Notably, the Compliance Agreement Form also provides that “LWD reserves the right in all cases to terminate sales of controlled substances to customers that do not meet LWD's Standards of Compliance” and that the customer “agrees that failure to comply with this Agreement may result in the termination of the relationship between LWD and Customer...” (Rec. Doc. 1, ¶ 26; see also Rec. Doc. 1-4). Shepards maintains that it never received any document regarding LWD's “Standards of Compliance” referenced in the Compliance Agreement Form. (Rec. Doc. 1, ¶ 27). Shepards also signed a Controlled Substance Dispensing Agreement and a Subscription Agreement both of which detailed certain requirements and expectations of the business relationship. (Id. at ¶¶ 20 & 28).
According to Shepards, “LWD arbitrarily terminated [Shepards'] ordering privileges following an alleged increase in its purchase of opiates over a 6-month period.” (Id. at ¶ 30). Specifically, “[o]n or about September 8, 2023, Brad Stevens, an LWD Compliance Officer, sent an e-mail to [Shepards] regarding a flag for growth of Hydrocodone 10 MG tabs. [Shepards] provided a timely response addressing the concerns.” (Id. at ¶ 32).

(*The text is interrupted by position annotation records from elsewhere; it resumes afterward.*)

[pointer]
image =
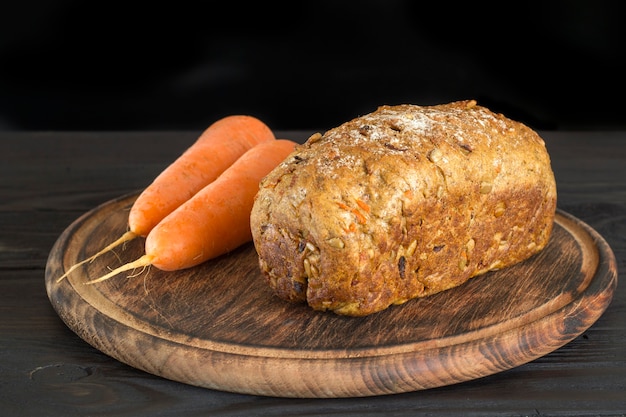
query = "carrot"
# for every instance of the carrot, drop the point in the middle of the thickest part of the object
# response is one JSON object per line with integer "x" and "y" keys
{"x": 214, "y": 221}
{"x": 217, "y": 148}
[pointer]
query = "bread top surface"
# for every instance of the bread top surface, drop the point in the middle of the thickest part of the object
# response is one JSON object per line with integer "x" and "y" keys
{"x": 402, "y": 179}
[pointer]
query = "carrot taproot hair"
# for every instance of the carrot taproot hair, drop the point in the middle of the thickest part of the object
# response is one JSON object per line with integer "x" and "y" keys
{"x": 215, "y": 220}
{"x": 216, "y": 149}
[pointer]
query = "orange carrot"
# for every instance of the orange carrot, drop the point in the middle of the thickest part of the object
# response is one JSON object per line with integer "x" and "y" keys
{"x": 217, "y": 148}
{"x": 214, "y": 221}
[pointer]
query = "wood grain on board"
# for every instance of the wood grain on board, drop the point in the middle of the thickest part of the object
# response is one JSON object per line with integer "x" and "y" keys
{"x": 219, "y": 326}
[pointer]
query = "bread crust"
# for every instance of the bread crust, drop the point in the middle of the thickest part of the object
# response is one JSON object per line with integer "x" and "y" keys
{"x": 401, "y": 203}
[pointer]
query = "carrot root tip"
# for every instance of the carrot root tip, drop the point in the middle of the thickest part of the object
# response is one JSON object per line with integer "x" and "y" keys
{"x": 143, "y": 261}
{"x": 122, "y": 239}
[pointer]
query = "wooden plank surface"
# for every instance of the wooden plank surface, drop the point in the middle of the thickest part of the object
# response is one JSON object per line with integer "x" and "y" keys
{"x": 48, "y": 179}
{"x": 195, "y": 325}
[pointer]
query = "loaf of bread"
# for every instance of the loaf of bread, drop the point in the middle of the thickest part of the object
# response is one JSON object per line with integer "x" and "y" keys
{"x": 401, "y": 203}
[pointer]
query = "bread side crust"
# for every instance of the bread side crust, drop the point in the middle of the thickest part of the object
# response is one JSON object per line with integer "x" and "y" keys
{"x": 401, "y": 203}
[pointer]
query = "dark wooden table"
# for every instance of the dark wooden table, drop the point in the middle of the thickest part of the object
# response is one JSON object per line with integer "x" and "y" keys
{"x": 48, "y": 179}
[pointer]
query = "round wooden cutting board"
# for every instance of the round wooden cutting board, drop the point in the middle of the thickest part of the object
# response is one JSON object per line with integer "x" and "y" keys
{"x": 219, "y": 325}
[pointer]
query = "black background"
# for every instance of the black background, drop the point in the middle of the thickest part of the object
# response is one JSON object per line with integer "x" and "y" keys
{"x": 121, "y": 65}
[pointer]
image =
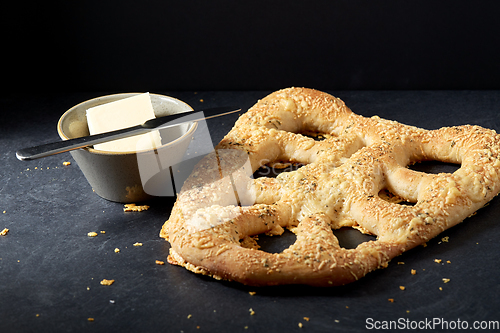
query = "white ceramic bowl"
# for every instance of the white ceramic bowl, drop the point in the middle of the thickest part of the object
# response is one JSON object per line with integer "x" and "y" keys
{"x": 116, "y": 176}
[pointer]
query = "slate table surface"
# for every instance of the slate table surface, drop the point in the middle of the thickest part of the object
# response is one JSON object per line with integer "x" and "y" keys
{"x": 50, "y": 270}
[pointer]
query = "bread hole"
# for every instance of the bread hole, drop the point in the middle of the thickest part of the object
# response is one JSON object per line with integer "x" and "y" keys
{"x": 388, "y": 196}
{"x": 350, "y": 238}
{"x": 277, "y": 243}
{"x": 434, "y": 167}
{"x": 272, "y": 170}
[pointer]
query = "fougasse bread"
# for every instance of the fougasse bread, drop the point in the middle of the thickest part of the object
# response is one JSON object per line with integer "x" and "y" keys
{"x": 221, "y": 205}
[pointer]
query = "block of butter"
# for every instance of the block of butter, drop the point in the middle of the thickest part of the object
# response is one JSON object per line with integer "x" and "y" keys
{"x": 120, "y": 114}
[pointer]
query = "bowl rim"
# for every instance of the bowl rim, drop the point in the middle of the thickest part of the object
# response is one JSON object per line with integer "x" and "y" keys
{"x": 63, "y": 135}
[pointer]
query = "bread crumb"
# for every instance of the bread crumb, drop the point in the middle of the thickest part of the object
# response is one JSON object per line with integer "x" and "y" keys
{"x": 106, "y": 282}
{"x": 135, "y": 208}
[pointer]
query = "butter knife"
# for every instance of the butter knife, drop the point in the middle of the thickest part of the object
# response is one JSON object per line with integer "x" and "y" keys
{"x": 58, "y": 147}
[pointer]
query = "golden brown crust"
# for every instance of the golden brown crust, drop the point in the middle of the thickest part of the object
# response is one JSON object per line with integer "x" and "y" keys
{"x": 339, "y": 184}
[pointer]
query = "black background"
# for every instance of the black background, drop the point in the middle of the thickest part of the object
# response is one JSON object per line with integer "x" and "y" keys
{"x": 156, "y": 45}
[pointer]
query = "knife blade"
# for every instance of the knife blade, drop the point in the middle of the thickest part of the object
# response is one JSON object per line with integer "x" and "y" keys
{"x": 58, "y": 147}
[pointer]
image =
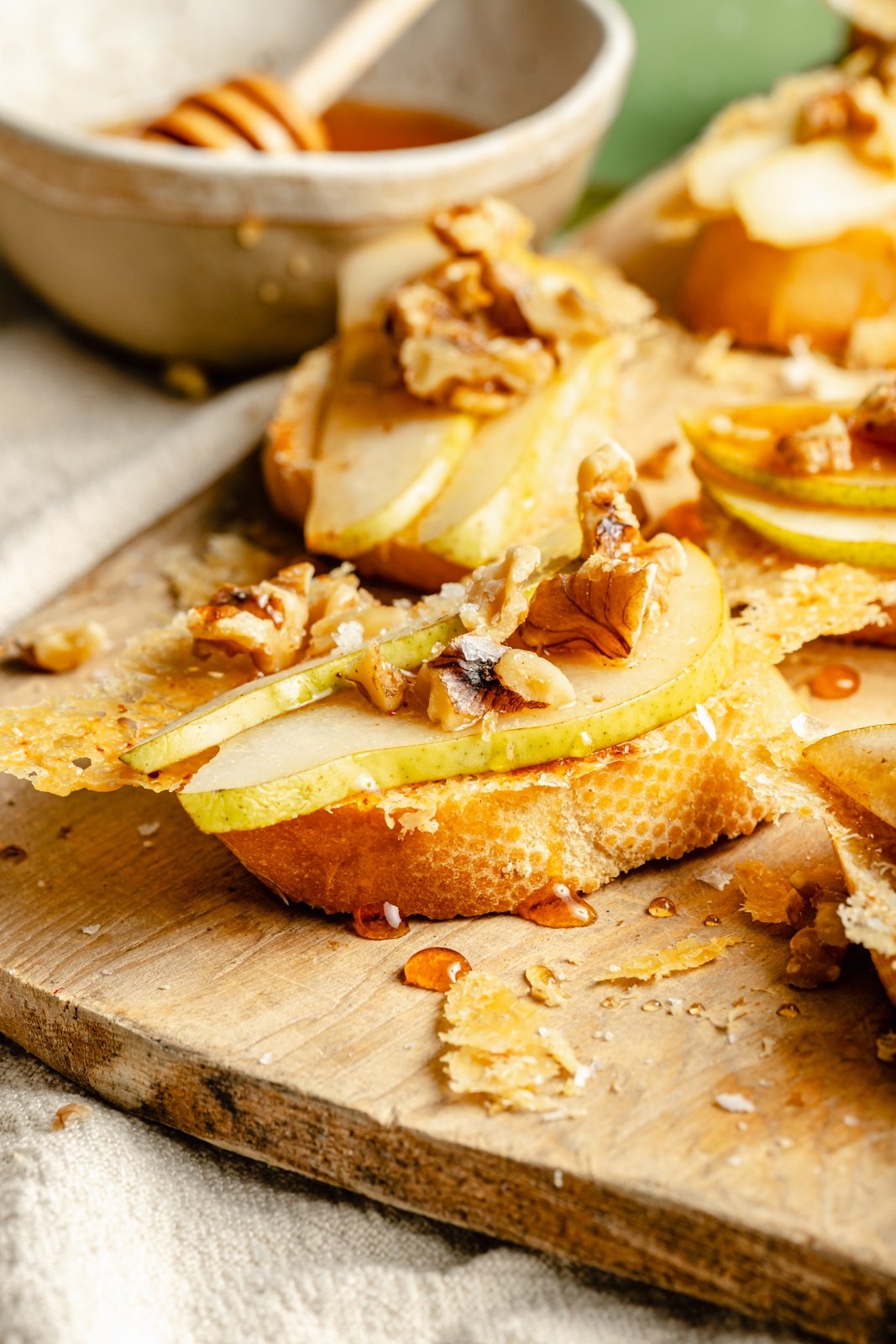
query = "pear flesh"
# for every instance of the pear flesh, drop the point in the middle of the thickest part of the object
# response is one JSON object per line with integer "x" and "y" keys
{"x": 333, "y": 750}
{"x": 503, "y": 475}
{"x": 862, "y": 764}
{"x": 248, "y": 706}
{"x": 829, "y": 535}
{"x": 382, "y": 459}
{"x": 741, "y": 443}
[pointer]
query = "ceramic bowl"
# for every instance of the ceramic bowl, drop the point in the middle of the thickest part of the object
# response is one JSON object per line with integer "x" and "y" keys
{"x": 230, "y": 259}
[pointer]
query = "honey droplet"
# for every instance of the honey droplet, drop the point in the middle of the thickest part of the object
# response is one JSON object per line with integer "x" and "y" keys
{"x": 661, "y": 907}
{"x": 379, "y": 921}
{"x": 436, "y": 968}
{"x": 835, "y": 682}
{"x": 553, "y": 906}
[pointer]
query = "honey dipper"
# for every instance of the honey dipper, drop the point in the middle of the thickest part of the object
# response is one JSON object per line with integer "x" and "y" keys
{"x": 257, "y": 112}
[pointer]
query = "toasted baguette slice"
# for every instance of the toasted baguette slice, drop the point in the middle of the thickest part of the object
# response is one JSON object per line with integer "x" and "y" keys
{"x": 481, "y": 844}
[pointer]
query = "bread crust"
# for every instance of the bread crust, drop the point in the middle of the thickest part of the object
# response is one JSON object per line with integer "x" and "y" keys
{"x": 481, "y": 844}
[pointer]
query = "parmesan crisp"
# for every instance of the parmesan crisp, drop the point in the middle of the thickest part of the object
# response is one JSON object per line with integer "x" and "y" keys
{"x": 685, "y": 954}
{"x": 499, "y": 1052}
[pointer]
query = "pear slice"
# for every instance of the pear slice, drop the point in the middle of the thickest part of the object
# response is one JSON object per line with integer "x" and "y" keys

On September 12, 2023, LWD Compliance Officers conducted an in-person site visit whereat they informed Shepards that it was a top purchaser of opiates. (Id. at ¶ 33). Shepards contends that the Compliance Officers also informed them that “the ratio between his [controlled substance] purchases and other pharmaceutical purchases was below the 15% [controlled substance] perimeter set by LWD-i.e., [Shepards'] controlled substances purchases were less than 15% of its total drug purchases.” (Id.).
On September 21, 2023, Shepards received an email from an LWD Compliance Officer asking them to “document everything in support of [their] hydrocodone numbers” and notified Shepards that they would like to see a decrease in their hydrocodone numbers. (Rec. Doc. 1, ¶ 35; see also Rec. Doc. 1-8). The email did not cite any specific rules, regulations, policies, target numbers, or violations with respect to opiates or hydrocodone or indicate that failure to decrease numbers was in violation of any of LWD's Standards of Compliance. (Id.).
Per Shepards, they kept their controlled substance purchases to under 15% of their total purchases. (Id. at ¶ 38). In February 2024, LWD informed Shepards that they were under the 15% threshold for total controlled substance sales but that its sales of opiates had increased. (Id. at ¶ 40). On February 26, 2024, LWD terminated Shepards' controlled substance ordering privileges effective March 1, 2024. (Id. at ¶ 41; see also Rec. Doc. 1-9). Shepards contends that the termination e-mail falsely stated that they had been emailed, visited, and notified via telephone regarding its high volume of ordering and dispending opiates and that it had a history of documented violations. (Rec. Doc. 1, ¶¶ 42-43). Shepards denies having a history of documented violations with LWD or any other state or federal regulatory agency. (Id. at ¶ 43).
As a result of the termination, Shepards asserts that its customers were prejudiced with many of them experiencing disrupted access to their medications and they were forced to refer customers to competitor pharmacies. (Id. at ¶ 45). Shepards was also placed on Mallinckrodt's, a drug manufacturer, Suspicious Order Monitoring (“SOM”) list “resulting in [Shepards] being unable to buy pharmaceuticals from Mallinckrodt at a price that was commercially viable for Shepards'] customers.” (Id. at ¶ ¶ 48-50). In sum, Shepards maintains that “LWD seeks to hide its own incompetence regarding [controlled substance] monitoring and compliance by creating false accusations of non-compliance and terminating its customer-pharmacies' [controlled substance] ordering privileges.” (Id. at ¶ 53). Per Shepards, LWD's actions constitute a violation of LUTPA and beach of contract. Shepards seeks damages as well as injunctive relief to enjoin LWD from “unlawfully enforcing the termination of [Shepards'] controlled substance ordering privileges.” (Id. at ¶ 69).
Applicable Law
I. Law applicable to Rule 12(b)(6)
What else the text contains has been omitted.